Five year PPI scandal leaves banks laughing - Aug 2010
Briefly, PPI covers payments on a mortgage, loan or credit card in the event of the borrower being made redundant or falling ill. About 13 million policies are in force, taken out to guard against life’s vicissitudes. But PPI is not a sensible form of insurance, it’s a racket. Only 14 per cent of premiums are paid back to claimants, compared with 54 per cent for home insurance and 78 per cent for motor insurance.
The payouts are so small because PPI is overpriced, mis-sold through high-pressure tactics and riddled with caveats that make it difficult to claim, even if you do lose your job or fall ill. The devil is in the small print: policies exclude claims for stress or back problems, the two most common causes of illness, and claims by the self-employed and those with existing medical conditions. Even when policies do pay out, they do so for a limited period, say six months, even if the underlying problem is continuing.
Customers have been complaining about PPI for years. This week, the Financial Services Authority (FSA) ordered banks to improve their response and forecast that 550,000 people would lodge complaints about PPI for each of the next five years. “Since we took over the regulation of PPI, we have carried out 24 investigations and three thematic reviews, issued warnings ... visited over 200 firms, and handed out some very significant fines,” said Dan Waters, the FSA’s director of conduct risk. “Now, with this package of measures, we are confident we can mend a market that has been broken for too long.”
Mr Waters talks a good game but the truth is that the FSA and the Competition Commission have flunked quick action on one of the worst financial debacles of recent years. PPI is a slow-motion scandal.
Citizens’ Advice made a “super complaint”, warning of outrageous prices, limited cover and poor claims handling, in September 2005. The Office of Fair Trading took 16 months to pass the complaint to the Competition Commission. Acting with the speed of a sloth on tranquillisers, the commission issued its “emerging thinking” four months later, in November 2007. “After examining a substantial amount of evidence, we think there are some areas we need to explore further,” Peter Davis, the inquiry chairman, said.
Fast-forward, or rather slow-forward, to 2008 and the Competition Commission found the public was being overcharged by £1.4bn a year. We are still waiting for its final report, which is expected in late September, or perhaps October.

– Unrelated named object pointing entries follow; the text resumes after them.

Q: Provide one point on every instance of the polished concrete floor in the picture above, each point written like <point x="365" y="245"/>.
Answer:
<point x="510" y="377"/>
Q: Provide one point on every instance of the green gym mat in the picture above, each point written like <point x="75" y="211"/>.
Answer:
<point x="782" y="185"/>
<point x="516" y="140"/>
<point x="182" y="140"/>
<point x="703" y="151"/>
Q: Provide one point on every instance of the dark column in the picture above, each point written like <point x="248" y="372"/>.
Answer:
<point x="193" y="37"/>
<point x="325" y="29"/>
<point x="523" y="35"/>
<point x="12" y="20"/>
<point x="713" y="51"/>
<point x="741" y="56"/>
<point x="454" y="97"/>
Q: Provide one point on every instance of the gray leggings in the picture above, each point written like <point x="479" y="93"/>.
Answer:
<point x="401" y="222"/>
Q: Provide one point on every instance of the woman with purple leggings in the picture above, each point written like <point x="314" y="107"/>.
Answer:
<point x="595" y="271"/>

Meanwhile, banks are rejecting half of the complaints made about PPI, unlike the Financial Ombudsman Service, which backs 81 per cent of complainants. In the past five years, by the Competition Commission’s conservative reckoning, providers of PPI have overcharged by £9.8bn. We don’t know how much they have paid out in compensation, but about 100,000 cases lodged with the Ombudsman have been settled at a cost of £150m. The FSA expects 2.75 million complaints by 2015. So far the PPI industry is probably “up” by £9bn. And those fines the FSA was mentioning? They total just £13m.